Markus Ampenberger ist Partner bei BCG und Experte für die Payment-Industrie. Im Interview erklärt er, warum klassische Unternehmen kämpfen müssen, Karten-Schemes besser dastehen – und was er künftig vom Markt erwartet. 

Die vergangenen Monate waren für die Paymentbranche nicht leicht. Entlassungen, Kürzungen, heftige Einbrüche bei Bewertungen von Fintechs: All das plagte die Branche, die doch eigentlich immer erfolgsverwöhnt war. Doch sieht es wirklich so schlimm aus? BCG-Partner Markus Ampenberger hat Antworten. 

Herr Ampenberger, Payment-Aktien waren lange Zeit ein Renditegarant, zuletzt sah die Kursentwicklung eher mau aus. Was sind die Gründe dafür? 
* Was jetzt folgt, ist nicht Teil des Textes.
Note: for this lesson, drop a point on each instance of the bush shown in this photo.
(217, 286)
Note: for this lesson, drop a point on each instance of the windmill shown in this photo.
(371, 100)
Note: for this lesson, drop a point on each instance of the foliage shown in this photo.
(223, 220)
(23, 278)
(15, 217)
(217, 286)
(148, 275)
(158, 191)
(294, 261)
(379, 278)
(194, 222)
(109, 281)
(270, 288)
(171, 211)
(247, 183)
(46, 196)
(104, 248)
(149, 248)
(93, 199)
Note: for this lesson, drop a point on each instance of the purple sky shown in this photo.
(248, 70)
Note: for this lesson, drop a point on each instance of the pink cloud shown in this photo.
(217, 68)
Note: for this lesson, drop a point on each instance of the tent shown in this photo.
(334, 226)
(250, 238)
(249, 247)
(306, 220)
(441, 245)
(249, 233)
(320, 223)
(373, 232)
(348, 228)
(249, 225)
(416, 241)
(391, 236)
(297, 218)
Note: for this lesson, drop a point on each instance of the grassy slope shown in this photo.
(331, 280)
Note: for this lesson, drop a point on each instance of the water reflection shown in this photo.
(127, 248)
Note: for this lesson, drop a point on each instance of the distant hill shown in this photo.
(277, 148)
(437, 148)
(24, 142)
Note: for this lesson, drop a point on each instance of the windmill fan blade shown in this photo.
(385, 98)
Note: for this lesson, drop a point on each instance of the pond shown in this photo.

Der globale Payment-Markt ist mit einem Ertragspool von rund 1,6 Billionen US-Dollar in 2022 riesig und kannte in den vergangenen Jahren immer ein sehr starkes Wachstum von durchschnittlich acht Prozent pro Jahr, in einigen Jahren und je nach Region beziehungsweise Sektor sogar deutlich mehr. Das Wachstum des globalen Ertragspools ist weiterhin solide, aber wird gemäß unserer Prognose in den nächsten fünf Jahren erstmals zurückgehen und bei rund sechs Prozent pro Jahr liegen. Das ist eigentlich immer noch gut, aber viele Investoren sind mehr Wachstum gewohnt. Dies hat sich auch auf die Entwicklung der börsennotierten Payment-Unternehmen ausgewirkt. 
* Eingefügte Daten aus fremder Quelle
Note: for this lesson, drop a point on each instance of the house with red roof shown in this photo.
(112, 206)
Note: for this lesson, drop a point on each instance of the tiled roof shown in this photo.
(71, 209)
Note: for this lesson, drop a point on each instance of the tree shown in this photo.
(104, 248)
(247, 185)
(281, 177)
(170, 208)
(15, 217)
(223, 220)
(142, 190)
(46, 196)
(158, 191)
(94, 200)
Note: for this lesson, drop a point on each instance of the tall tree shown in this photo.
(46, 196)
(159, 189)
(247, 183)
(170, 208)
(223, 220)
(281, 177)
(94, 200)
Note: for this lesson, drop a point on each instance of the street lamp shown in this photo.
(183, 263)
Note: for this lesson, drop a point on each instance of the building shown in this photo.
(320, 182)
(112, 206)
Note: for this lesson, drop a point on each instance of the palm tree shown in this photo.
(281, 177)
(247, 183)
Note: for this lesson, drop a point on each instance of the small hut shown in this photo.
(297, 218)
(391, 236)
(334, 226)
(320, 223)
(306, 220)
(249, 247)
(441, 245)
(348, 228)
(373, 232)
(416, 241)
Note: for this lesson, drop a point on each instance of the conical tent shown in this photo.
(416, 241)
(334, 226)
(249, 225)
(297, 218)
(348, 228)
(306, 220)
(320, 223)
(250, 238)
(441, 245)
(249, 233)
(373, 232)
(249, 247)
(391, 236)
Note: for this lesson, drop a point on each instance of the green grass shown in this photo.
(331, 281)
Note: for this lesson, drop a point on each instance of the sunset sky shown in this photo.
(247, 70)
Was bedeutet das in Zahlen?

Von Ende 2021 bis Ende 2023 haben wir für unseren „Global Payments Report“ eine globale Stichprobe großer Unternehmen im Payment-Bereich im Hinblick auf den Total Shareholder Return – definiert als Kursentwicklung plus Dividendenzahlungen – analysiert. Hier sehen wir beispielsweise eine Wertminderung von im Durchschnitt 20 Prozent, in einzelnen Sektoren sogar ein Minus von 40 Prozent. Damit haben die Paymentwerte sich in diesem Zeitraum eigentlich sehr ähnlich zu den Tech-Werten entwickelt, allerdings danach – anders als beispielsweise viele Tech-Unternehmen an der Nasdaq – in Summe kaum erholt. 
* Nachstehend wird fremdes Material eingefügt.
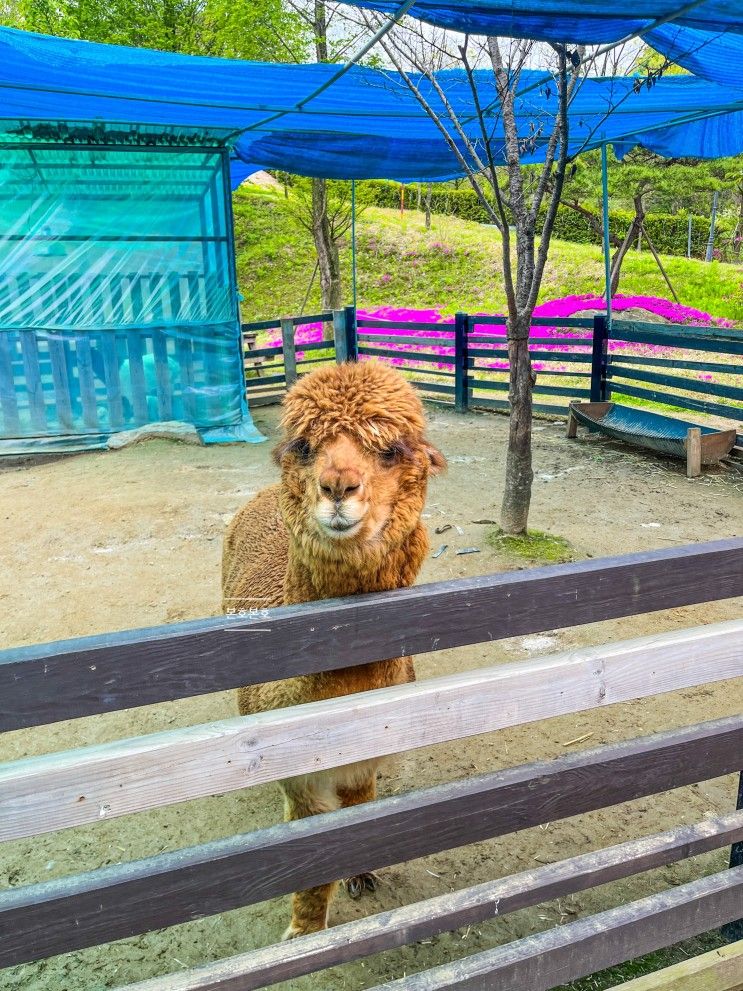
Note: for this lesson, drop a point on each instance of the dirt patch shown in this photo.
(132, 538)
Gilt das für alle Sektoren?

Nein, wir sehen deutliche Unterschiede. Die klassischen Player im Bereich „Acquiring“ oder „Payment Processing“ leiden besonders unter dem Wertverlust. Moderne, global agierende Payment Player oder auch die globalen Kreditkarten-Schemes konnten zuletzt deutlich stärker wachsen und wir sehen eine positive Wertentwicklung im zweistelligen Prozentbereich allein in den vergangenen zwölf Monaten.

Wie sieht es im Bereich Funding aus? 

Im Fintechmarkt sehen wir ebenfalls einen Einbruch. Der Markt gerade für größere Runden in der sogenannten „Later-Stage“ war zuletzt nahezu ausgetrocknet. Einige wenige Fintechs konnten da sicherlich noch etwas holen, in der breiten Masse ist es aber deutlich schwieriger geworden, an Geld zu kommen. Besonders der Vergleich zu den Boomjahren zeigt deutlich: Die aktuelle Marktphase ist nicht einfach. 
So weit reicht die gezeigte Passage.